В сточных водах, прошедших механическую и биологическую очистку и обеззараживание, в 66,7 % исследуемых проб с помощью опытной среды были обнаружены сальмонеллы 17 сероваров в количестве 683,6 ± 296,7 КОЕ/л. При использовании магниевой среды в 53,3 % проб выделены 11 сероваров сальмонелл в количестве 18,5 ± 7,0 КОЕ/л. С использованием селенитовой среды сальмонеллы обнаружены нами в 6,7 % проб (1 серовар) в количестве 0,4 ± 0,2 КОЕ/л. Различия между количественным содержанием сальмонелл в 1 л исследуемой воды существенны и статистически достоверны: t = 2,2, р 0,05 и t = 2,3, р 0,05, соответственно.
Всего на разных этапах очистки сточной воды выделено 437 культур бактерий рода Salmonella 47 сероваров.
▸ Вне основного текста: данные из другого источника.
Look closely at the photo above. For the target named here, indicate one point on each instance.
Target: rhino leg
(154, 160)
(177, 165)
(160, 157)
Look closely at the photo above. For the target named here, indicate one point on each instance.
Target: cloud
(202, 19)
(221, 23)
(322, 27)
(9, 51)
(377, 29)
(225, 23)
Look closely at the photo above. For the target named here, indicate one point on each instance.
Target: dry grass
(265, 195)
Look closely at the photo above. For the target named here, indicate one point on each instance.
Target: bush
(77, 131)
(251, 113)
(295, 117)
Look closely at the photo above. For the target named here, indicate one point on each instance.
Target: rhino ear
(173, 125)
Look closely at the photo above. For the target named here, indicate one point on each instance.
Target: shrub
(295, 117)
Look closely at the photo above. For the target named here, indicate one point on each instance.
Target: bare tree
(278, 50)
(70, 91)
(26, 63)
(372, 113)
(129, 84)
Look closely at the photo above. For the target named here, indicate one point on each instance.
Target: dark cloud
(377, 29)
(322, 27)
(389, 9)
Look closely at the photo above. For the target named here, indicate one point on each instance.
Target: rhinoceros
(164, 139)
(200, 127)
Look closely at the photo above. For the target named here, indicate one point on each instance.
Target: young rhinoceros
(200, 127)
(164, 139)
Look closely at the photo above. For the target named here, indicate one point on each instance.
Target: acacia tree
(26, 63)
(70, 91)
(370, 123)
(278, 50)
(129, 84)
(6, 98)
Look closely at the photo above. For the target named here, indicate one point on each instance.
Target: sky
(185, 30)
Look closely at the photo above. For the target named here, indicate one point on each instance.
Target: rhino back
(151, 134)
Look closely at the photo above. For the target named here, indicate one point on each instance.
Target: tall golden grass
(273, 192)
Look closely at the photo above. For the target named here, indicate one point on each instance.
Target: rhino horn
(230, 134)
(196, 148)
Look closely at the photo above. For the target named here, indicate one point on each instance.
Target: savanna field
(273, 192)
Из них 280 культур при помощи разработанной среды, 127 -магниевой и лишь 30 - селенитовой,
При использовании разработанной среды из воды горканализации чаще других выделены следующие серовары: S. derby, S. essen, S. typhimurium, S. brandenburg, S. enteritidis, магниевой - brandenburg, S. derby, S. essen, S. heidelberg и S. derby, S. brandenburg, S. reading - селенитовой (табл. 21).
Всего было исследовано 109 проб воды р. Дон, взятых в биотопах с различной степенью бактериального загрязнения. Исследования, с применением различных сред накопления, показали, что сальмонеллы имеют широкую циркуляцию в воде Нижнего Дона, они зарегистрированы во всех изучаемых биотопах. В целом по водоему бактерии рода Salmonella вьщелены в 93,6 % проб с применением предлагаемой нами среды, в 70,6 % - с магниевой и лишь в 25,7 % - с селенитовой (рис.15).
Если рассматривать каждый биотоп в отдельности, можно заключить, что самый высокий процент выделения сальмонелл (100,0 %) с применением разработанной среды был отмечен из биотопов в районе речного вокзала, пляжа г. Ростова-на-Дону и ниже выпуска сточных вод азовской горканализации. Самый низкий процент выделения зарегистрирован из воды ростовского водозабора - 77,8 %, тогда как из воды водозабора г. Азова этот процент составил - 92,3 %, что объясняется незначительным удалением последнего от городской черты г. Ростова-на-Дону на расстояние 42 км, тогда как для самоочищения водоема необходим более длительный период.
Очевидно преимущество предлагаемой нами среды накопления перед магниевой и селенитовой, поскольку вновь созданная среда, позволяет выделять сальмонеллы в большем проценте проб из биотопов с различной степенью бактериологического загрязнения.
Таким образом, полевые исследования показали преимущество использования жидкой слабоингибиторной питательной среды накопления при выделении сальмонелл из воды различной степени биологического загрязнения. Разработанная нами среда более чувствительна, позволяет выделять сальмонеллы разных серологических групп, нежели среды применяемые в практике здравоохранения. Данная среда позволяет повысить эффективность проведения мониторинга за водными объектами с большей степенью достоверности результата.